A comparação estatística até 25 de fevereiro, com o mesmo número de jogos disputados (37), evidencia uma clara quebra de rendimento. O PSG soma atualmente 23 vitórias, menos quatro do que no mesmo período da temporada passada, e apresenta seis derrotas — o dobro das três registadas então. Em termos ofensivos, a diferença também é expressiva: 85 golos marcados, contra 97 na época anterior. Defensivamente, os parisienses sofreram 38 golos, mais quatro do que os 34 consentidos à mesma data no ano passado. Os números refletem uma equipa menos dominante, menos letal na finalização e mais vulnerável nas transições defensivas.
Na época passada, o protagonismo ofensivo estava fortemente concentrado em Kylian Mbappé, que por esta altura já contabilizava 32 golos, deixando o restante plantel à larga distância. Atualmente, Luis Enrique procura sustentar um modelo mais coletivo, promovendo uma maior distribuição de responsabilidades e reduzindo a dependência de uma única referência ofensiva. Contudo, essa maior repartição do golo ainda não compensa totalmente a perda de impacto individual que fazia a diferença nos momentos decisivos.
A diminuição do rendimento é particularmente visível nas alas. A 25 de fevereiro da época passada, Dembélé somava 24 golos, contrastando com os 11 atuais.
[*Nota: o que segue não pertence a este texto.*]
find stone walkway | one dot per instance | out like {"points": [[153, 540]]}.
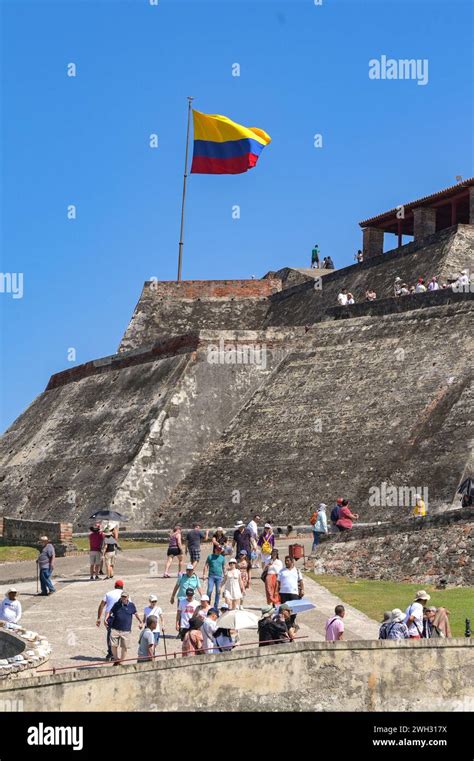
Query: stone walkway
{"points": [[68, 617]]}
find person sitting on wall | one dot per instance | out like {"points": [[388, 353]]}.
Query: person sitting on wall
{"points": [[342, 297]]}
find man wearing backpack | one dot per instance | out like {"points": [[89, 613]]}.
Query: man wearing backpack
{"points": [[334, 516]]}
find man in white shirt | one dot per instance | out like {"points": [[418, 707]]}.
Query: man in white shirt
{"points": [[186, 609], [414, 615], [106, 605], [342, 297], [10, 608], [290, 583], [208, 628]]}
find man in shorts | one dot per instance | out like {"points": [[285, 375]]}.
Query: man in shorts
{"points": [[193, 543], [122, 614]]}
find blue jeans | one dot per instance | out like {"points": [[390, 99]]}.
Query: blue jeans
{"points": [[214, 581], [45, 581]]}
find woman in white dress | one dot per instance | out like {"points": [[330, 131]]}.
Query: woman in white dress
{"points": [[233, 588]]}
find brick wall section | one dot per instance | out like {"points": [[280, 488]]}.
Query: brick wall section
{"points": [[428, 555], [215, 289], [170, 348], [15, 531]]}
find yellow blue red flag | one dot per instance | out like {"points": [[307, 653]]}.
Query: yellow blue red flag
{"points": [[222, 146]]}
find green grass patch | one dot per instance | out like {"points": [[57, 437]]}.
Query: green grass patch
{"points": [[10, 554], [373, 597]]}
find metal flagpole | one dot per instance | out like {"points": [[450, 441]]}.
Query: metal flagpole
{"points": [[180, 254]]}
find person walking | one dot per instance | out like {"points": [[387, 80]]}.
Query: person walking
{"points": [[45, 562], [147, 641], [109, 553], [320, 526], [193, 641], [155, 611], [397, 629], [175, 550], [419, 511], [214, 566], [121, 617], [335, 625], [186, 609], [414, 615], [96, 538], [290, 583], [193, 543], [233, 589], [208, 630], [315, 257], [189, 580], [107, 603], [10, 607], [346, 517], [266, 542], [270, 577]]}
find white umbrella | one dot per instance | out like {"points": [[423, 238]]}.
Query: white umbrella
{"points": [[237, 619], [299, 606]]}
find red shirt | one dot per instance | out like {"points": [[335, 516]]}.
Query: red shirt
{"points": [[95, 541]]}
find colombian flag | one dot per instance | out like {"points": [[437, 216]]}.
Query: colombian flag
{"points": [[223, 147]]}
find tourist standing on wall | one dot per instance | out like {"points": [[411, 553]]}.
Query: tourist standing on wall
{"points": [[154, 610], [397, 628], [335, 625], [419, 511], [214, 566], [109, 553], [96, 538], [344, 522], [10, 607], [315, 257], [45, 562], [121, 618], [270, 577], [233, 589], [414, 615], [266, 542], [147, 641], [186, 609], [189, 580], [320, 525], [108, 602], [193, 543], [175, 550]]}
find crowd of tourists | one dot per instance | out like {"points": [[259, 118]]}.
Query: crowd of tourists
{"points": [[400, 288], [419, 621]]}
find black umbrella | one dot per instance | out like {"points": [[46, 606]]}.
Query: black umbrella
{"points": [[467, 487], [109, 515]]}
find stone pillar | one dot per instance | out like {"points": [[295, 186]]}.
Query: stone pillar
{"points": [[424, 222], [372, 242]]}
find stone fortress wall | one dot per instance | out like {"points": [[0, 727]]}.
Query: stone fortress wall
{"points": [[160, 432]]}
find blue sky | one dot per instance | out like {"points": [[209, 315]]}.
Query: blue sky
{"points": [[84, 140]]}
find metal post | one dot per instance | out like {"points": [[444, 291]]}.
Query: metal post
{"points": [[181, 234]]}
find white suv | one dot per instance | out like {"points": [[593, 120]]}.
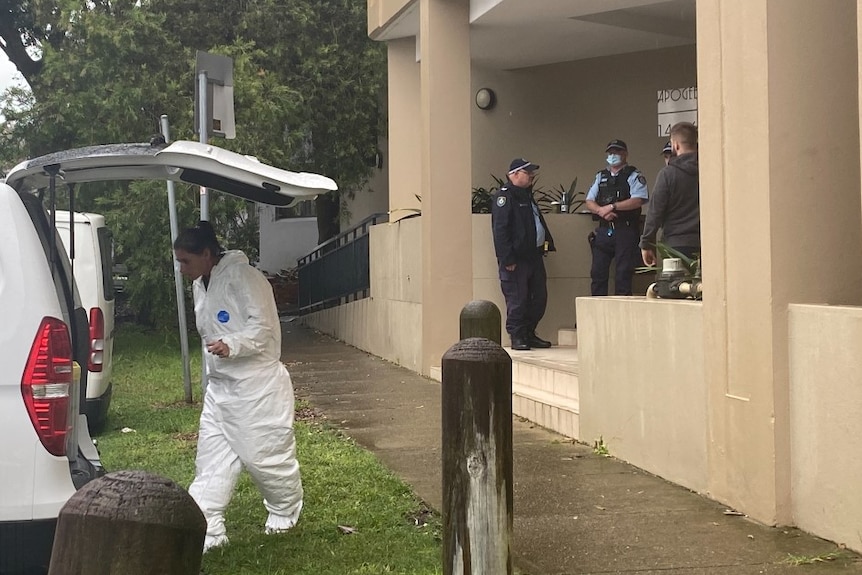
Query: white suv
{"points": [[45, 450]]}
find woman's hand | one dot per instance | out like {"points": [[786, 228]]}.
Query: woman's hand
{"points": [[219, 349]]}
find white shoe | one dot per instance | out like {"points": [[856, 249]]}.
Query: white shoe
{"points": [[278, 524], [211, 542]]}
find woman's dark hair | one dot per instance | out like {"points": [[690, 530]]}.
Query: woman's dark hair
{"points": [[198, 239]]}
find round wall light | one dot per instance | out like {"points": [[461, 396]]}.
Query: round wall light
{"points": [[485, 98]]}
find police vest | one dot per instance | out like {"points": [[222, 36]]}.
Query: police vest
{"points": [[614, 189]]}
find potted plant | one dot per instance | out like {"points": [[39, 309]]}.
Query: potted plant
{"points": [[561, 199]]}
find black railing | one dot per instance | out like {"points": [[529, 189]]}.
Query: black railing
{"points": [[337, 271]]}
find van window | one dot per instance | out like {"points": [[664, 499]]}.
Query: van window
{"points": [[106, 248]]}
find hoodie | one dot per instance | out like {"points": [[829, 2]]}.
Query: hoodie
{"points": [[674, 205]]}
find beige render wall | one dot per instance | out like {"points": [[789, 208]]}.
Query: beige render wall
{"points": [[642, 386], [386, 324], [825, 427], [777, 103]]}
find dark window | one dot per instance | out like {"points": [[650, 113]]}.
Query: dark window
{"points": [[304, 209]]}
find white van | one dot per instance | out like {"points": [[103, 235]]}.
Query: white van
{"points": [[45, 451], [92, 264]]}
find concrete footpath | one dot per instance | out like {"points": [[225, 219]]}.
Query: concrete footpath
{"points": [[575, 512]]}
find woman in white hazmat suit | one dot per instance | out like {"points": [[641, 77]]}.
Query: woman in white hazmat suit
{"points": [[248, 407]]}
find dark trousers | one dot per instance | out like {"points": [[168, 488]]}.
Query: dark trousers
{"points": [[526, 292], [622, 246]]}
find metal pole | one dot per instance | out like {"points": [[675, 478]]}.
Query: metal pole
{"points": [[204, 126], [178, 279]]}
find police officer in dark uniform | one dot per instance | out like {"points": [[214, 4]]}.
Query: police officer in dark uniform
{"points": [[521, 240], [615, 199]]}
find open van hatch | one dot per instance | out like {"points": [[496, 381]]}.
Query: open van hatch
{"points": [[182, 161]]}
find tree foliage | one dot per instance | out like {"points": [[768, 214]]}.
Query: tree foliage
{"points": [[307, 88]]}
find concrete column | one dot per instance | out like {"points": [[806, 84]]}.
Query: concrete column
{"points": [[405, 128], [780, 206], [447, 276]]}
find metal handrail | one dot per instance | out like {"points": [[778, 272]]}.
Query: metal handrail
{"points": [[337, 270]]}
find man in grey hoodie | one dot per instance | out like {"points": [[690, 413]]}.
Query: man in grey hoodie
{"points": [[674, 205]]}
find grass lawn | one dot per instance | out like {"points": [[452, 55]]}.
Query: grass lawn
{"points": [[150, 427]]}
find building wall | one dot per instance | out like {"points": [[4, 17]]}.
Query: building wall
{"points": [[386, 323], [405, 129], [776, 105], [562, 116], [642, 387], [826, 430]]}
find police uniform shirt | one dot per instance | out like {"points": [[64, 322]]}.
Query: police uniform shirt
{"points": [[540, 229], [637, 185]]}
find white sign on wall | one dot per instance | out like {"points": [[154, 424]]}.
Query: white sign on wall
{"points": [[676, 105]]}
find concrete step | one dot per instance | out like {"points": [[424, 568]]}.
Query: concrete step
{"points": [[545, 388], [568, 336]]}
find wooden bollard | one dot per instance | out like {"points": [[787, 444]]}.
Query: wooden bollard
{"points": [[129, 522], [481, 318], [477, 459]]}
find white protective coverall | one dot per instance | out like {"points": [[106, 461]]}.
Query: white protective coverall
{"points": [[248, 408]]}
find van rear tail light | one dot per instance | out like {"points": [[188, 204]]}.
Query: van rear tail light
{"points": [[97, 340], [48, 383]]}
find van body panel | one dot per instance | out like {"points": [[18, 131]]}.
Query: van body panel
{"points": [[92, 265], [24, 276]]}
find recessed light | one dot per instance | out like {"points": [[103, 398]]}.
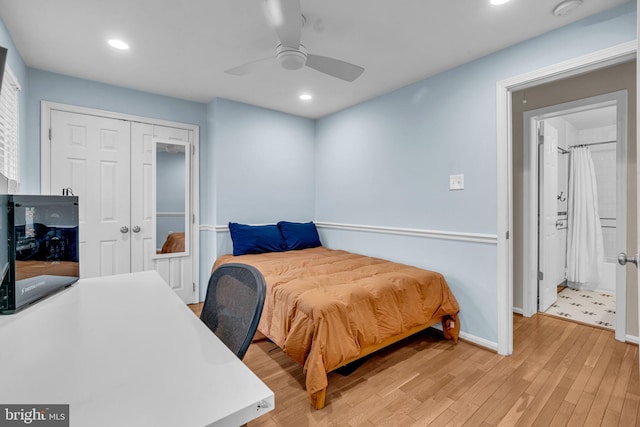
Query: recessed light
{"points": [[566, 7], [118, 44]]}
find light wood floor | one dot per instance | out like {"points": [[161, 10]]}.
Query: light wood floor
{"points": [[560, 374]]}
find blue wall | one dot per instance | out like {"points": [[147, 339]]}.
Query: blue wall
{"points": [[387, 162]]}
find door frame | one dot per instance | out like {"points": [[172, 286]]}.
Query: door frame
{"points": [[45, 171], [531, 189], [504, 167]]}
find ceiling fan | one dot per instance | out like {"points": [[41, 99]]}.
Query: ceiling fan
{"points": [[287, 19]]}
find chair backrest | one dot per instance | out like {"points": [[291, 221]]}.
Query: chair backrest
{"points": [[233, 305]]}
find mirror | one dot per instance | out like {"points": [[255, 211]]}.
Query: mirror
{"points": [[171, 197]]}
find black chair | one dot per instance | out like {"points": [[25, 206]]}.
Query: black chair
{"points": [[233, 305]]}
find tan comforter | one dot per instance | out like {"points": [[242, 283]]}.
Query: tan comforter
{"points": [[324, 306]]}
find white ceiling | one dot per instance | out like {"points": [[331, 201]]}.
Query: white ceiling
{"points": [[181, 48]]}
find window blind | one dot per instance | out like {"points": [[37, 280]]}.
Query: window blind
{"points": [[9, 108]]}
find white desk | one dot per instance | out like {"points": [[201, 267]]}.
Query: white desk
{"points": [[125, 351]]}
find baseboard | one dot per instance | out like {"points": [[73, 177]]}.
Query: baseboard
{"points": [[472, 339]]}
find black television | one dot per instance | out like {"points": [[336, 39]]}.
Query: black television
{"points": [[39, 248]]}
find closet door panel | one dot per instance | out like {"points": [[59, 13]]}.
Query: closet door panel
{"points": [[178, 271], [91, 156], [142, 250]]}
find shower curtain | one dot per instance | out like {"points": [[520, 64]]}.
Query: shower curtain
{"points": [[585, 248]]}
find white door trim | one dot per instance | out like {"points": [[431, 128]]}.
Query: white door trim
{"points": [[529, 279], [602, 58], [45, 157]]}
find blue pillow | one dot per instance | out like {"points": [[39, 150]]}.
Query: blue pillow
{"points": [[256, 239], [299, 235]]}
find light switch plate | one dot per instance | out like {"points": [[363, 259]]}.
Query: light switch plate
{"points": [[456, 182]]}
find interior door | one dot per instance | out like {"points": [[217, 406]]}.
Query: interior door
{"points": [[549, 244], [91, 156]]}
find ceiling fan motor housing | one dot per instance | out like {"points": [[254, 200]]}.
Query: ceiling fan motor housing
{"points": [[291, 58]]}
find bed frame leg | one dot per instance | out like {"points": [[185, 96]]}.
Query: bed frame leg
{"points": [[320, 397]]}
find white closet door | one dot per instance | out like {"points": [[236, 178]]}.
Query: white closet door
{"points": [[142, 248], [91, 156], [178, 271]]}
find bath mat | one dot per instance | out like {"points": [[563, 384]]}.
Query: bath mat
{"points": [[589, 307]]}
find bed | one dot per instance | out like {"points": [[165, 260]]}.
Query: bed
{"points": [[326, 308]]}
O mesmo sucede com Bradley Barcola, que registava 16 tentos e apresenta agora 8. Em conjunto, ambos acumulam menos 21 golos face ao mesmo período da temporada anterior — um défice significativo que ajuda a explicar a maior dificuldade do PSG em fechar jogos com autoridade e traduzir superioridade em resultados confortáveis.
Gonçalo Ramos: 11 golos
Ousmane Dembélé: 11 golos
Désiré Doué: 9 golos
Khvicha Kvaratskhelia: 8 golos
Bradley Barcola: 8 golos
Entre a batalha da primeira mão e este regresso decisivo, ambos os emblemas cumpriram compromissos no campeonato no último fim de semana. O PSG recuperou índices de confiança ao vencer tranquilamente o Metz por 3-0, um triunfo categórico que permitiu gerir o esforço do plantel e manter a liderança. Já o AS Mónaco demonstrou uma resiliência assinalável e um moral de aço: depois de estar em desvantagem, a formação monegasca operou uma reviravolta espetacular frente ao Lens, garantindo o 3-2 final graças a um golo de Ansu Fati.
Esta noite, um PSG em busca da eficácia perdida e ainda assombrado pelas dúvidas estatísticas terá de elevar o seu nível de jogo. Pela frente encontrará um Mónaco extremamente robusto, galvanizado pelo feito alcançado diante do Lens. Entre a permeabilidade defensiva dos parisienses e o ímpeto ofensivo monegasco, o duelo promete ser de alta voltagem. Paris parte em vantagem na eliminatória, mas, dado o momento de ambas as equipas, nada está garantido e a noite no Parc des Princes pode reservar muitas surpresas.